Silling

 

Sade souligne que le soir du 29 octobre, jour de l’arrivée des libertins, le maître des lieux « fit couper le pont de la montagne sitôt qu’ils furent passés » et que, de plus, « afin de prévenir les attaques extérieures peur redoutées et les évasions intérieures qui l’étaient davantage », on fit murer « toutes les portes par lesquelles on pénétrait dans l’intérieur », pour « s’enfermer absolument dans la place comme dans une citadelle assiégée, sans laisser la plus petite issue soit à l’ennemi, soit au déserteur », jusqu’à ce qu’il ne devînt « même plus possible de reconnaître où avaient été les portes. »

Il s’agit bien sûr d’un processus de déréalisation qu’on retrouve dans tous les romans noirs du seizième siècle mais qui n’y est jamais mené avec cette rigueur implacable puisque, ici, en quittant la ville, on quitte avec le temps des autres hommes la réalité historique ; en quittant le dernier hameau, on quitte le dernier reste de réalité sociale ; en quittant la montagne, dont la cime est « si tellement insurmontable qu’il n’y avait plus que les oiseaux qui puissent la franchir », on quitte toute réalité humaine.
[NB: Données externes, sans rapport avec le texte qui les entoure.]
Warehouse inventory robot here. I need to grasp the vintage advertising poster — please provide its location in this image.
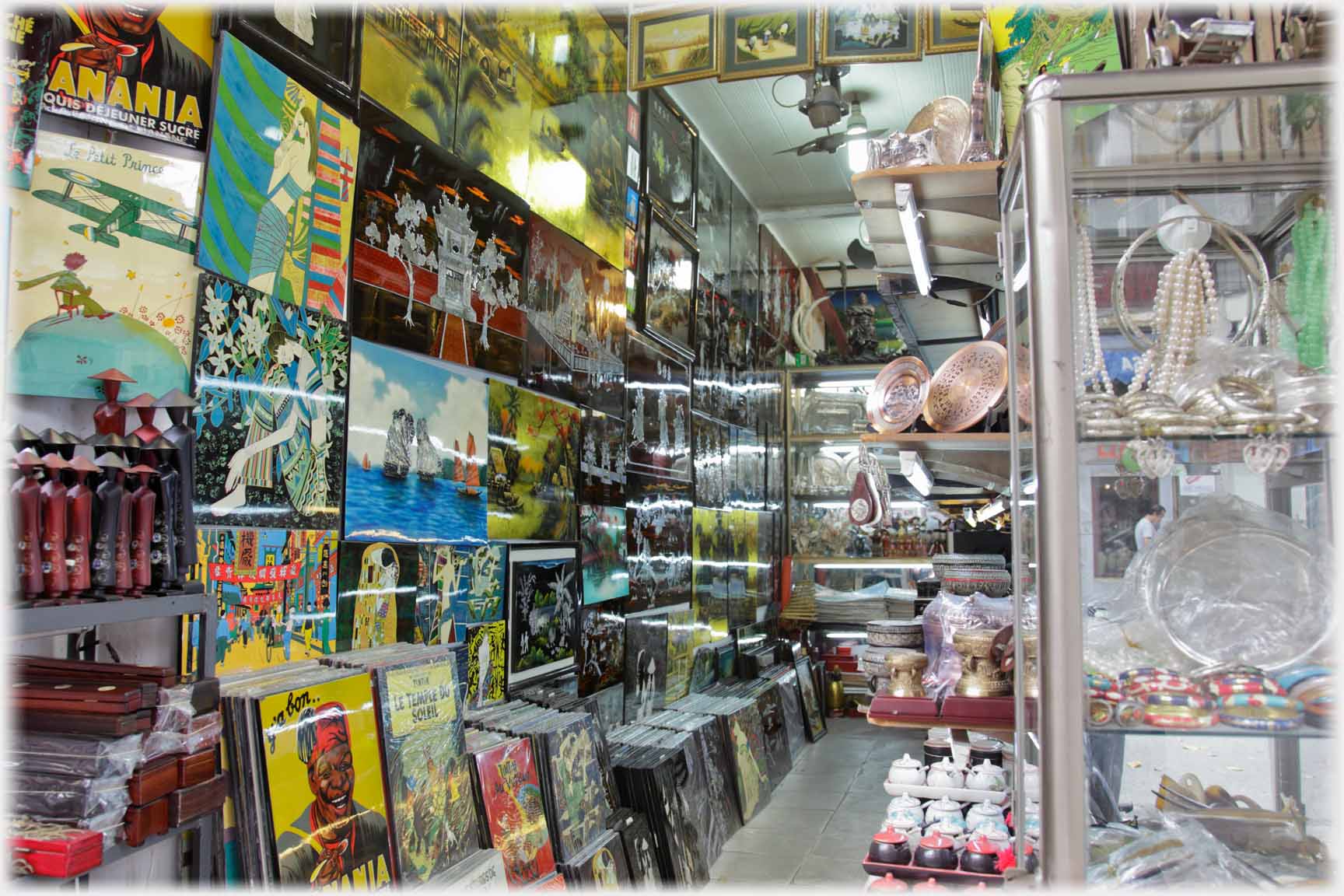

enfin, en quittant « le chemin du pont », détruit une fois passé, de sorte « qu’il n’y a plus un seul habitant de la terre ou de quelque espèce qu’on veuille le supposer, à qui il devienne possible d’aborder la petite plaine » où se trouve le château, on quitte simplement la réalité pour basculer dans l’irréalité d’un lieu qui devient le monde, ou plus exactement le cœur enfoui du monde.